I was surprised to see The Last Unicorn on The Criterion Channel. I don't think it's getting a Criterion edition release on disk but the Criterion Channel seems to put up movies from outside their collection now and then. In any case, the print they're streaming of course looks fantastic.

It's also the version with all the swear words left in. Though the only one I remember is Prince Lir saying "Damn" when he's trying to write a poem. If I wanted to hear Jeff Bridges swear I suppose I could just watch The Big Lebowski again.

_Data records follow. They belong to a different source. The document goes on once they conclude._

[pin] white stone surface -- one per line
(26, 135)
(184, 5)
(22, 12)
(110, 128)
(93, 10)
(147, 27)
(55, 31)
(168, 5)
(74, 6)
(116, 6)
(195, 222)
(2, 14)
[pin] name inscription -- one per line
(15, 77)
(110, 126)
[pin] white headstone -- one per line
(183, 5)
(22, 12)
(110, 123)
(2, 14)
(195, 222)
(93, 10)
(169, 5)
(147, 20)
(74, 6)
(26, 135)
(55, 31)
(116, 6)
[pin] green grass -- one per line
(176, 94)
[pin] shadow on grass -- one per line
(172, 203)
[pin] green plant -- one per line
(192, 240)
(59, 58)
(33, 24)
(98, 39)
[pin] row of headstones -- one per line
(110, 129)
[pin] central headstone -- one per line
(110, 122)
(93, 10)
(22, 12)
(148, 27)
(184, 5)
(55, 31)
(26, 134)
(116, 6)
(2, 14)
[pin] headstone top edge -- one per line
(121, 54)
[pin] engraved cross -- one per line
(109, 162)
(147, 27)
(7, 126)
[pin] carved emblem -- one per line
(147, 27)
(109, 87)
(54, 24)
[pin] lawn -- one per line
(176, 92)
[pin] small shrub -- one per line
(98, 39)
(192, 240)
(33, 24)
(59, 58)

The background art always impresses me. It was done by future members of Studio Ghibli in Japan though the design overall obviously owes a great debt to Disney's Sleeping Beauty. It has that wonderful medieval tapestry quality of being oddly boxy and not quite conforming to correct visual perspective.

I loved this movie when I was a kid but few of the movies I loved as a kid resonant so strongly as I grow older. I guess that's inevitable for a movie about incremental death and the struggle against it. The unicorn (Mia Farrow) is immortal but her quest is to find her vanished race. Mommy Fortuna (Angela Lansbury) seeks immortality by capturing immortal beings, figuring then her memory at least will live forever. And King Haggard (Christopher Lee) talks about how he imprisoned the unicorns because the sight of them makes him feel young.

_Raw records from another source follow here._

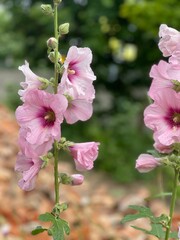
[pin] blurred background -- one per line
(123, 36)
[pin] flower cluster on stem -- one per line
(42, 112)
(162, 116)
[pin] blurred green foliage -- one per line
(123, 36)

Haggard is practically a drug addict. One might even interpret the white horses riding the waves as heroin, I suppose. But in his chronic boredom and lack of interest in anything that doesn't make him happy, he allows his castle to decay and his kingdom to fall into neglect. Christopher Lee's performance really elevates what might otherwise just seem like a petty character. It reminds me of the song "Sunny" by Morrissey who submits a plea to a drug addict friend to sober up even as he admits that the addict "is not even wrong" about what he perceives of the world that makes it worthy of escape. Lee makes Haggard seem wise for being so incredibly selfish.

Mia Farrow also gives a wonderful performance as the unicorn. An aloof, immortal being, she could easily have been boring but Farrow's performance has such an irrepressible vulnerability, she always sounds like she's on the point of being shattered. Obviously that helps with the dramatic tension.

I love that Rankin Bass aesthetic with the art noveau-ish, excessive contour lines. I'm so glad The Last Unicorn has a decent edition widely available. Now if only someone would do the same thing for Rankin Bass' The Hobbit.